Challenges to Estimating Costs
Obtaining information about the transformation activities as planned proved problematic. This was partly due to the retrospective nature of the interviews, as most of the activities being discussed had occurred between 18 and 36 months prior. Although respondents could usually recall and discuss a given implementation activity quite easily, details about specific hours spent on each task, specific staff assigned to a task, or foregone activities yielded sporadic and incomplete detail.
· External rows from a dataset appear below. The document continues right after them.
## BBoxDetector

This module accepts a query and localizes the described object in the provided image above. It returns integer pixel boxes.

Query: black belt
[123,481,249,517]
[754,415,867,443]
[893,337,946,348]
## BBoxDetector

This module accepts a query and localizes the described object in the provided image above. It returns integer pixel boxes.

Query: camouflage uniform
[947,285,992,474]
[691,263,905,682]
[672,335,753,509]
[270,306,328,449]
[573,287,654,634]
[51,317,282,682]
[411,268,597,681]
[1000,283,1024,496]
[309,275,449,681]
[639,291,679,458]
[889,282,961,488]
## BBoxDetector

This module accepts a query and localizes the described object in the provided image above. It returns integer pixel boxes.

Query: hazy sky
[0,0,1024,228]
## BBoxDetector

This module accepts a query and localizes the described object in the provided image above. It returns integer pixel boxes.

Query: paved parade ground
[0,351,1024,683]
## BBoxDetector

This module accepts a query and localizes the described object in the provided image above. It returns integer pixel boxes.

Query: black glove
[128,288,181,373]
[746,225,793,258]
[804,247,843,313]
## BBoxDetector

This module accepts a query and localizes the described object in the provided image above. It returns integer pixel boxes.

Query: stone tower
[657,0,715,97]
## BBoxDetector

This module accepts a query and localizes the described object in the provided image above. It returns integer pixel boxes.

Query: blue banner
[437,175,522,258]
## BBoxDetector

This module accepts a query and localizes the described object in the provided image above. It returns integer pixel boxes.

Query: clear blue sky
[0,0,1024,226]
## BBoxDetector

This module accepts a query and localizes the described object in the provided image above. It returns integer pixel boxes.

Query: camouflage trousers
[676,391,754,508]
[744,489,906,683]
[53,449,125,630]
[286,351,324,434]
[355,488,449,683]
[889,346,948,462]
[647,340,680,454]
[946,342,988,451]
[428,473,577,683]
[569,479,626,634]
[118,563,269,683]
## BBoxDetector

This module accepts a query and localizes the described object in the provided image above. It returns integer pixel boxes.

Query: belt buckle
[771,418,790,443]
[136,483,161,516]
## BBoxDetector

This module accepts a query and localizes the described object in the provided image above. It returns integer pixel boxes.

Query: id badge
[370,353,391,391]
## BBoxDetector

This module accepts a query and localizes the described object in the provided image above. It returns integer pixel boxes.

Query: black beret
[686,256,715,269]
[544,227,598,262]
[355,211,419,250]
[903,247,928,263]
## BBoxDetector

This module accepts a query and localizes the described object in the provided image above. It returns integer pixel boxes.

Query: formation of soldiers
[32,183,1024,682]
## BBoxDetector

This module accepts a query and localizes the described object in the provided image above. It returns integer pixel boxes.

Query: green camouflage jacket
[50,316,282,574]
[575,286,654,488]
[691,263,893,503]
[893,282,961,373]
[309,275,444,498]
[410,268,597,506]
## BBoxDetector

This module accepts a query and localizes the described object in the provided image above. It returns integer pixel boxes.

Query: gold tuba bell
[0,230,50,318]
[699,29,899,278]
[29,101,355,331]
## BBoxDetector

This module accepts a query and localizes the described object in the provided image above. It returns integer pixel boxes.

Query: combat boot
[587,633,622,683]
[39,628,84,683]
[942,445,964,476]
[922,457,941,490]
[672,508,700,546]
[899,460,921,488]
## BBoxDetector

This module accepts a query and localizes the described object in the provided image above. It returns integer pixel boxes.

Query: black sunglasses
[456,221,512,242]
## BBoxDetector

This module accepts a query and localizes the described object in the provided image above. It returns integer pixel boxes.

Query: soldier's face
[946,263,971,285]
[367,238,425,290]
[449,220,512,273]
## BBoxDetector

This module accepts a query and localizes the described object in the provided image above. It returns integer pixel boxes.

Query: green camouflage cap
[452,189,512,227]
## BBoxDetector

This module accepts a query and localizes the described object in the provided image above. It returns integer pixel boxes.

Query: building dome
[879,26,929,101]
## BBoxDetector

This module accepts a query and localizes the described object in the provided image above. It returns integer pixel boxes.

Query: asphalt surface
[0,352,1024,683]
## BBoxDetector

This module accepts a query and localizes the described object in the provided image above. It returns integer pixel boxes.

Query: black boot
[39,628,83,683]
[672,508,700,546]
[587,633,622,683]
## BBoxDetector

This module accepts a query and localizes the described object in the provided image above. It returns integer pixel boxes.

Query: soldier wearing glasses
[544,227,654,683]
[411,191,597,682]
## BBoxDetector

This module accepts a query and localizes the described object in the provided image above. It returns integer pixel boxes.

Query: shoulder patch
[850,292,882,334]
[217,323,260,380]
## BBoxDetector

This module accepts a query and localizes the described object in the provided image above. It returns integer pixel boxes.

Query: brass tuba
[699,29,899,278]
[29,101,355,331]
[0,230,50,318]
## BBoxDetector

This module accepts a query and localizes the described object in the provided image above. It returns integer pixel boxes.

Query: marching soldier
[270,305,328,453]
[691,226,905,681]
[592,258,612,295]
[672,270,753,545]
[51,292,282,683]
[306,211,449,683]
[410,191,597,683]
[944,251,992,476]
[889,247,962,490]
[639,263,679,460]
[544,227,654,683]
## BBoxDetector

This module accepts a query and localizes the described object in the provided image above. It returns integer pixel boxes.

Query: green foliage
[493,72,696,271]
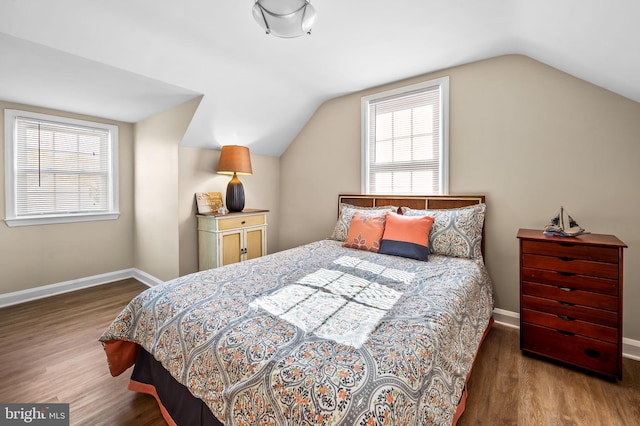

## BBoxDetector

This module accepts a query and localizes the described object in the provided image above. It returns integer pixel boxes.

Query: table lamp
[217,145,252,212]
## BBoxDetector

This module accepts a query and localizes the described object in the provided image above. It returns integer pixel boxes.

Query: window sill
[4,212,120,228]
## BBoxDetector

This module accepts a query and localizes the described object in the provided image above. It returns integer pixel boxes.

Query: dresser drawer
[522,281,618,312]
[522,295,618,327]
[521,324,618,376]
[522,241,618,263]
[522,254,618,279]
[521,308,618,343]
[218,215,265,231]
[521,268,618,296]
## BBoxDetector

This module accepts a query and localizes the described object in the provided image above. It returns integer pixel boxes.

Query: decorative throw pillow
[342,213,385,253]
[329,203,398,241]
[378,212,433,261]
[402,204,486,259]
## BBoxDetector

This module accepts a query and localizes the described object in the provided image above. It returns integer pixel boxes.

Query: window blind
[364,78,445,195]
[14,116,113,218]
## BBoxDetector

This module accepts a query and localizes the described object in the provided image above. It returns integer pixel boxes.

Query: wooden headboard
[338,194,486,256]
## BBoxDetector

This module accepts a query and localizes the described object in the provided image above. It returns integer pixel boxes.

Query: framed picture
[196,192,223,214]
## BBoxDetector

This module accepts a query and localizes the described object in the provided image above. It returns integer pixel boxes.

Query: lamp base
[227,173,244,212]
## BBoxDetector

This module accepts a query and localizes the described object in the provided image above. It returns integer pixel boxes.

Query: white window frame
[361,76,449,195]
[4,109,120,227]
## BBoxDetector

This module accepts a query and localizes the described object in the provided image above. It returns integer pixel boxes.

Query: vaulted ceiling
[0,0,640,156]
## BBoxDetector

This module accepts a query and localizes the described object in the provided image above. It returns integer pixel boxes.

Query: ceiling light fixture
[253,0,316,38]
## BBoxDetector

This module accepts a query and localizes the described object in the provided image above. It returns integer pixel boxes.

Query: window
[362,77,449,195]
[4,110,119,226]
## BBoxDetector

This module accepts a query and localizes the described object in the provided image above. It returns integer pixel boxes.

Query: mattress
[100,240,493,425]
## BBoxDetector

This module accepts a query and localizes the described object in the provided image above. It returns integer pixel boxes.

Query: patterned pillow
[402,204,486,259]
[329,203,398,241]
[378,212,433,261]
[342,213,385,253]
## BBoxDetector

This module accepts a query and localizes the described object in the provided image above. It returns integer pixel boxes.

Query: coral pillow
[378,212,434,261]
[342,213,385,253]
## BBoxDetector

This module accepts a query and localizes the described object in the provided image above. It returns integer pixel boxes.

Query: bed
[100,195,493,426]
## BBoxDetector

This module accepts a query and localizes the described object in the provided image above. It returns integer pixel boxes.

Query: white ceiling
[0,0,640,156]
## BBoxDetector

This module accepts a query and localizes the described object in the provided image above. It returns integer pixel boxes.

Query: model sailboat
[544,206,588,237]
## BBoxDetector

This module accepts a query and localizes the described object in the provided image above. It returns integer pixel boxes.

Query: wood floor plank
[0,279,640,426]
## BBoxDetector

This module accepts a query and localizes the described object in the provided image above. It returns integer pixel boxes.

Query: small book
[196,192,223,214]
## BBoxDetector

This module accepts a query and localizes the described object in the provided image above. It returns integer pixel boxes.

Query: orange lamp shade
[218,145,253,175]
[218,145,253,212]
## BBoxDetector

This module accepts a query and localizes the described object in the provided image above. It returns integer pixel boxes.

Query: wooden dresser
[518,229,626,378]
[198,209,269,271]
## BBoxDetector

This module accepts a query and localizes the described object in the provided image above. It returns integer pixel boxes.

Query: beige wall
[280,56,640,339]
[179,147,280,275]
[0,101,133,294]
[134,98,201,280]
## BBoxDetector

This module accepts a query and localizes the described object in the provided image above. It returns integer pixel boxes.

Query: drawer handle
[584,349,600,358]
[558,315,575,321]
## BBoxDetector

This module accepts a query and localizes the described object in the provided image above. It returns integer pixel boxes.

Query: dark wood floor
[0,280,640,426]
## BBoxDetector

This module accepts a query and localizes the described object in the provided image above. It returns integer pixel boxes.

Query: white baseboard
[493,308,640,361]
[493,308,520,328]
[0,268,163,308]
[132,268,164,287]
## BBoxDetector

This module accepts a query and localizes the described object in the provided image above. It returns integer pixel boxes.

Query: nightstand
[198,209,269,271]
[518,229,627,379]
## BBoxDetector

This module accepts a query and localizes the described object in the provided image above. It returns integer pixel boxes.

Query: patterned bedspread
[100,240,493,425]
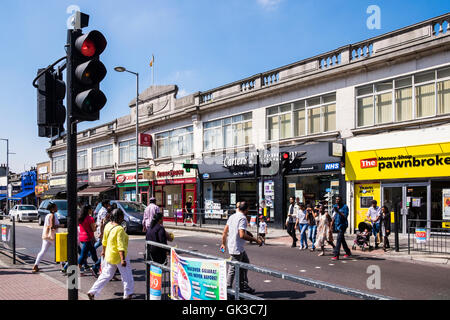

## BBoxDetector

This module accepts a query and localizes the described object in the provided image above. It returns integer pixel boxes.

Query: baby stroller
[353,222,372,251]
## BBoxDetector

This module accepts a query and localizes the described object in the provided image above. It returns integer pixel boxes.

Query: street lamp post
[0,139,9,214]
[114,67,139,201]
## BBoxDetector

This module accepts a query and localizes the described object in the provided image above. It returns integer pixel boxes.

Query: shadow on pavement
[255,290,317,300]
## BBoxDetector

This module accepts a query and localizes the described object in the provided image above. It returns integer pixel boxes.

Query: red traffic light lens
[81,39,95,57]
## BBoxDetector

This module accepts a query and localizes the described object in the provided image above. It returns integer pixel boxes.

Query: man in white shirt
[220,201,262,294]
[367,200,381,249]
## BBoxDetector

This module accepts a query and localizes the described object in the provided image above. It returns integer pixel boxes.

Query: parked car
[94,200,146,234]
[38,199,67,227]
[9,204,38,222]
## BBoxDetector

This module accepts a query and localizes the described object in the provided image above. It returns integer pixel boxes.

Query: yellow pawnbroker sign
[345,143,450,181]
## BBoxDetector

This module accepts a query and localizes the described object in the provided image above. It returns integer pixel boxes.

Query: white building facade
[47,15,450,231]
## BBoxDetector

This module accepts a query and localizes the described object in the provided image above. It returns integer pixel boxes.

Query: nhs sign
[325,162,341,171]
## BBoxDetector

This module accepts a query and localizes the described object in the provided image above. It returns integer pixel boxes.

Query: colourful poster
[150,266,162,300]
[442,189,450,220]
[355,183,381,230]
[416,228,427,243]
[170,249,227,300]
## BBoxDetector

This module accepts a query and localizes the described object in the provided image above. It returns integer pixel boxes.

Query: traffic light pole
[66,30,81,300]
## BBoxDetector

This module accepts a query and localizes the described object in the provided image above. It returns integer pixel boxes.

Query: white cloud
[257,0,282,10]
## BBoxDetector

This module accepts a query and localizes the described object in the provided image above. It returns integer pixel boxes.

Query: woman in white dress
[32,202,63,273]
[316,205,334,256]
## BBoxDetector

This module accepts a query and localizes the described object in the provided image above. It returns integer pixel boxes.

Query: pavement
[0,251,86,301]
[164,221,450,268]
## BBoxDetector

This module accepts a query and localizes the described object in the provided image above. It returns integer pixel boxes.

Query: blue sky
[0,0,450,172]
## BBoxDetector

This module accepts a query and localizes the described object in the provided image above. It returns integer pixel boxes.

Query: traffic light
[68,30,107,122]
[281,152,291,175]
[37,69,66,138]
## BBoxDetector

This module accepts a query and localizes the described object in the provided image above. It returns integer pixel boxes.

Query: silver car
[9,204,38,222]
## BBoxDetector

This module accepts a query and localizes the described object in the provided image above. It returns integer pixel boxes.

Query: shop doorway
[381,182,431,234]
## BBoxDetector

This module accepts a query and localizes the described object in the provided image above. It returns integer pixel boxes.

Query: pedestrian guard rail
[408,219,450,255]
[145,241,394,300]
[0,214,16,264]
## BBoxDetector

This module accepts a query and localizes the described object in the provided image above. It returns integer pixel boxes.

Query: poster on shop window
[170,249,227,300]
[442,189,450,220]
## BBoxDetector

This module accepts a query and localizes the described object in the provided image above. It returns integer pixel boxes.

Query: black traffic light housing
[68,30,107,122]
[37,69,66,138]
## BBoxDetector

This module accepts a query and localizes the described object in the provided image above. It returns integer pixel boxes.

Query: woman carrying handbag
[32,202,63,273]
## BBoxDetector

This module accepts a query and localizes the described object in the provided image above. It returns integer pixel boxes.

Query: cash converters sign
[346,143,450,181]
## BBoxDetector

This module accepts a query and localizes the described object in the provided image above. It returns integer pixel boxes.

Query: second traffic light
[37,69,66,138]
[68,30,107,122]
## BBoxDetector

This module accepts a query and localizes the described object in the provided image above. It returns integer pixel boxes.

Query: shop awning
[9,190,34,200]
[78,186,114,197]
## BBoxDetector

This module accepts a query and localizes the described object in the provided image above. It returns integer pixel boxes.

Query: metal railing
[0,215,16,264]
[408,219,450,254]
[145,241,394,300]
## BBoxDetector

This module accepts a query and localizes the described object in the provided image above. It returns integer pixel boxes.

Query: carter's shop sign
[346,143,450,181]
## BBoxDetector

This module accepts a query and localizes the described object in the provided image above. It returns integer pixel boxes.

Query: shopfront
[78,171,116,205]
[199,152,259,223]
[115,168,152,205]
[153,164,198,223]
[281,142,345,212]
[346,143,450,233]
Interviewees also considered many PCMH implementation activities to be part of their regular activity and not substantively different from their other work. For example, making data systems more efficient, assigning patients and appointments to individual providers, and improving access were viewed as normal and ongoing quality endeavors. This interpretation made it difficult for staff to isolate work that was specific to the PCMH and identify potential tradeoffs in activities. This suggests that activity-based costing works best when the analyzed process is clearly distinguishable. Additionally, efforts to estimate the costs of PCMH transformation might be more effective if they are established early in the implementation process and conducted contemporaneously with PCMH transformation.
Results
After analyzing the responses obtained through the interviews, the study team concluded they did not have sufficient usable information to construct the activity-based cost model of PCMH implementation as planned.
Although the costs of PCMH transformation could not be estimated, the study yielded valuable insights into how staff members charged with PCMH implementation view their work in pursuit of better patient care. For many staff, the work associated with PCMH implementation was not viewed as distinct from the work they were already doing to improve care. Milestones such as PCMH recognition provide useful targets for staff to aim for, thinking about workflows in new ways can generate innovations about efficiency, and financial incentives for transformation are helpful. However, the researchers found that PCMH goals and principles already imbued the work of many clinic staff, such that new activities to achieve these goals were seen as a natural continuation of their ongoing efforts rather than a clearly separate initiative. Estimating the Costs of Primary Care Renewal
“Although we didn’t achieve our full objective of a PCMH implementation cost model, this study yielded valuable insights into how staff charged with implementation view their work in pursuit of better patient care.”
- Richard Meenan, PhD, MPH, MBA, Principal Investigator
Relevant Information
Activity-based costing methodology is discussed in:
Kaplan RS, Bruns W. Accounting and Management: A Field Study Perspective. Cambridge, MA: Harvard Business School Press; 1987.
The 10 building blocks of high-performing primary care practices are discussed in:
Bodenheimer T, Ghorob A, Willard-Grace R, et al. The 10 building blocks of high-performing primary care. Ann Fam Med 2014;12(2):166-71.
Publications
Publications from this study are forthcoming.